Told to cut the fat, the Minnesota State Lottery has trimmed staff, closed offices and reworked or severed business deals to save millions of dollars a year.
While the money represents a small share of lottery expenses, the savings will be welcomed by a state struggling to find ways big and small to avoid future budget deficits. The cuts and robust ticket sales mean that the lottery will send more money than ever to the state this year.
The changes occur as state gambling agents appear to be in the final stages of their months-long investigation into lottery contracts. The investigation was prompted by the suicide in January of lottery director George Andersen, and by auditors' questions about his relationship with at least one vendor.
Andersen took his life several hours after meeting with auditors to review a draft of their findings.
Lottery acting director Michael Vekich said last week that the cost-cutting is ongoing and he expects the savings to be fully realized next year.
"I think the number is going to be about $4.5 million when everything kicks in," Vekich said.
The layoffs of 42 employees will dventually save the lottery about $2.5 million a year after severance pay expires. Officials hope to pare another $1.5 million from promotions and save $500,000 by closing down or reducing the rent of district offices in Brainerd, Eagan, Marshall, Owatonna and Virginia.
"We still are in the process of renegotiating some of the leases the lottery had," Vekich said.
Lottery contributions to state environmental funds and the general fund rose to $94 million in the first 11 months of fiscal 2004, the highest ever and up from $79 million the previous year. Lottery lawyer Dale McDonnell said contributions are on pace to break $100 million this year.
McDonnell said cutting promotions has not adversely affected ticket sales, but research from other states suggests it will later.
"States that have cut back advertising have hardly seen any fall-off the first year, but in the long term there's some impact," McDonnell said.
The lottery's contribution to the general fund could ease state budget deficit woes. Gov. Tim Pawlenty used federal health care money to erase a $159 million deficit forecast for 2004-05, but the state faces the prospect of shortfalls in later years.
The lottery began examining expenses last year at the urging of former finance commissioner Dan McElroy, now Pawlenty's chief of staff, and the review picked up steam after the legislative auditor in February issued a scathing report on lottery spending under Andersen.

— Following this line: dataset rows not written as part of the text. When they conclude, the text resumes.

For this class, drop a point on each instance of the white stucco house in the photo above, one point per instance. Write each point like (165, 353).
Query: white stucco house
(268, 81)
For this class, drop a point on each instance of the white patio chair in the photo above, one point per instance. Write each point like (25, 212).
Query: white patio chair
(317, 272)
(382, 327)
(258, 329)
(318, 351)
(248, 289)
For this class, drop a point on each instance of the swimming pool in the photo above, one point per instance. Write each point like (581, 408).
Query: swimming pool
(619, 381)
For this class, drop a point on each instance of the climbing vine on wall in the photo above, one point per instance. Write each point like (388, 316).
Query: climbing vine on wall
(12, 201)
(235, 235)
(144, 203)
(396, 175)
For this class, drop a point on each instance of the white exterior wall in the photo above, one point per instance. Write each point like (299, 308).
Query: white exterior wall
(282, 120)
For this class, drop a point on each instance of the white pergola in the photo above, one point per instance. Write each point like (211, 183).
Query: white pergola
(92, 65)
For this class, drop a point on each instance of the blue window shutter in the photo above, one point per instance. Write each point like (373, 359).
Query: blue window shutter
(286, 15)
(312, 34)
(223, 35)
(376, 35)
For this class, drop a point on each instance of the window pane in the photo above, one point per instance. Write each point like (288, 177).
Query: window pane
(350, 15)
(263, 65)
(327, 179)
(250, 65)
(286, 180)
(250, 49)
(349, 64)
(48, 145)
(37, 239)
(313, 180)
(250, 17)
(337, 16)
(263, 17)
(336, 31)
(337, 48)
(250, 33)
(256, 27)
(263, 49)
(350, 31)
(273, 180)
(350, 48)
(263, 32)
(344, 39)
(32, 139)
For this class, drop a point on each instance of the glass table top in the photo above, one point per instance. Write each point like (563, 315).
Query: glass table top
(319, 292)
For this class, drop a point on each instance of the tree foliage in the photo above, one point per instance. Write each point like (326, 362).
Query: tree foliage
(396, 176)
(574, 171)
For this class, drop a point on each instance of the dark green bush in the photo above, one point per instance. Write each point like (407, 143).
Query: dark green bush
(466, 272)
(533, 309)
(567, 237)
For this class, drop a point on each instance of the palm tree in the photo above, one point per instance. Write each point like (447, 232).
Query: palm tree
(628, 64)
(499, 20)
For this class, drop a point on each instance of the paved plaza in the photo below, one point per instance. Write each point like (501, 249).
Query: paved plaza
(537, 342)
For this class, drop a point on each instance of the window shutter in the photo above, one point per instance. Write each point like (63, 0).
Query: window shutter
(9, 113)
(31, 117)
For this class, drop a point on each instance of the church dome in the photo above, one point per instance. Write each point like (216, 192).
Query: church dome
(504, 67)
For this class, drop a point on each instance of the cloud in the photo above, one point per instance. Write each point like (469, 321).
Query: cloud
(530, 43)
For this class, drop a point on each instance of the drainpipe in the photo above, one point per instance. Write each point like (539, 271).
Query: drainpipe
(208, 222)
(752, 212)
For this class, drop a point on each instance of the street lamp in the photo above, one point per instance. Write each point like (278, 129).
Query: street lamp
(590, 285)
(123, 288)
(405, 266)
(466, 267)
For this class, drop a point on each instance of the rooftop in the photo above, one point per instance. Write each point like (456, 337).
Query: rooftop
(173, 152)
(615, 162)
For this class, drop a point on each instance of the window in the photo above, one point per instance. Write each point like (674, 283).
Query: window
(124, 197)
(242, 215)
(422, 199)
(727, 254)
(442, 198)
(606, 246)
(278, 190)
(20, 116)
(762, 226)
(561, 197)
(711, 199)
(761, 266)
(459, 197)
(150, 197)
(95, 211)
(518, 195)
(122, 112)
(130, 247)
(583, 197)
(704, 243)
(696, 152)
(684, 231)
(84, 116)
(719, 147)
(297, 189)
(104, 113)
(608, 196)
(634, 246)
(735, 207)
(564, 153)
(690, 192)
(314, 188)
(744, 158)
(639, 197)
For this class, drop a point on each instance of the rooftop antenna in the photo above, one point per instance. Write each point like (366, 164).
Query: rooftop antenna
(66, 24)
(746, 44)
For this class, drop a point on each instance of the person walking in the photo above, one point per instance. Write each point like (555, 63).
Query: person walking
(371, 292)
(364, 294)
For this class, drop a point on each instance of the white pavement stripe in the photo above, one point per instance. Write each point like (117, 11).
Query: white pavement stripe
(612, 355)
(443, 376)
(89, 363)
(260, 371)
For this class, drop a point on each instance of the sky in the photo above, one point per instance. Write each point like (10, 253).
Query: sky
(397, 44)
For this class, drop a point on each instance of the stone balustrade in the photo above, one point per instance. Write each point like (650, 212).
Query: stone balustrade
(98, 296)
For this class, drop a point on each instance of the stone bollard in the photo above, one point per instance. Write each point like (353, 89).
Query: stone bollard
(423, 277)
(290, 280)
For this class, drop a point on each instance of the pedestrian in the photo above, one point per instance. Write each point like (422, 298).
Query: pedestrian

The lottery in fiscal 2003 contributed nearly $38 million to the general fund -- about 11 cents of every $1 spent on lottery games. It gave 12 cents to environmental and natural resources funds.
Meanwhile, it spent 13 cents per dollar -- a total of $47 million -- on operating expenses. Legislative Auditor Jim Nobles said the spending was excessive considering that similar state lotteries spent an average of 8 cents per dollar on operating expenses.
The Minnesota lottery's operating expenses have recently come into line with those of similar states.
But last year it spent more on promotions than did comparable lotteries, and the value was questionable, the legislative auditor said. It spent $400,000 a year to support the Minnesota Pro/Am Bass Tour, and paid for as many as eight staff members and a driver to attend tour dvents. Andersen was an avid fisherman.
The lottery also spent millions of dollars over the years on its "Environmental Experience" tractor-trailer that displayed lottery projects, and to produce a weekly public-access cable television show and radio spots.
The activities were put together by Media Rare, a St. Paul vendor founded by a fishing buddy of Andersen's. The auditor's report said the lottery never took bids for the work, overpaid Media Rare and hadn't measured the effect of the promotions.
After Andersen's death, the lottery severed its ties with Media Rare. The firm says it provided a valuable service and has sued over the cancellation of its contracts.
Trails to follow
Agents from the gambling division of the Department of Public Safety have been investigating the lottery since February and sought copies of contracts between it and Media Rare and an advertising firm, the Foley Group Inc. of Minneapolis., McDonnell said. He said investigators also reviewed the contracts of other vendors.
Acting Minnesota Public Safety director Michael Campion confirmed last week that investigators were looking at Media Rare and Foley. He said the agents are "still inquiring, trying to see if there is anything there or not." Campion said he hasn't heard of any evidence of criminal conduct.
"No one at Media Rare has been interviewed about any investigation," said Jeff Denney, the firm's current owner, who bought it four years ago from Andersen's fishing buddy, Michael Priesnitz.
Because of how the sale was structured, Priesnitz remained dependent on the success of the business, and the business remained dependent on its work for the lottery.
John Foley, president of the Foley Group, said agents asked to see his firm's contracts about six weeks ago but he hasn't heard back from them. "I don't know where their investigation is going to go," he said. "I think we're sort of on the sidelines."
Norm Pint, special agent in charge of the gambling enforcement division, said at the beginning of the inquiry that it involved reviewing hundreds of contracts for possible improprieties. Investigators are still interviewing people as well as reviewing documents, but Pint declined to discuss specifics.
"We've got a lot of documents to go through and we're making progress," he said. "But it will be a few weeks yet before we're done."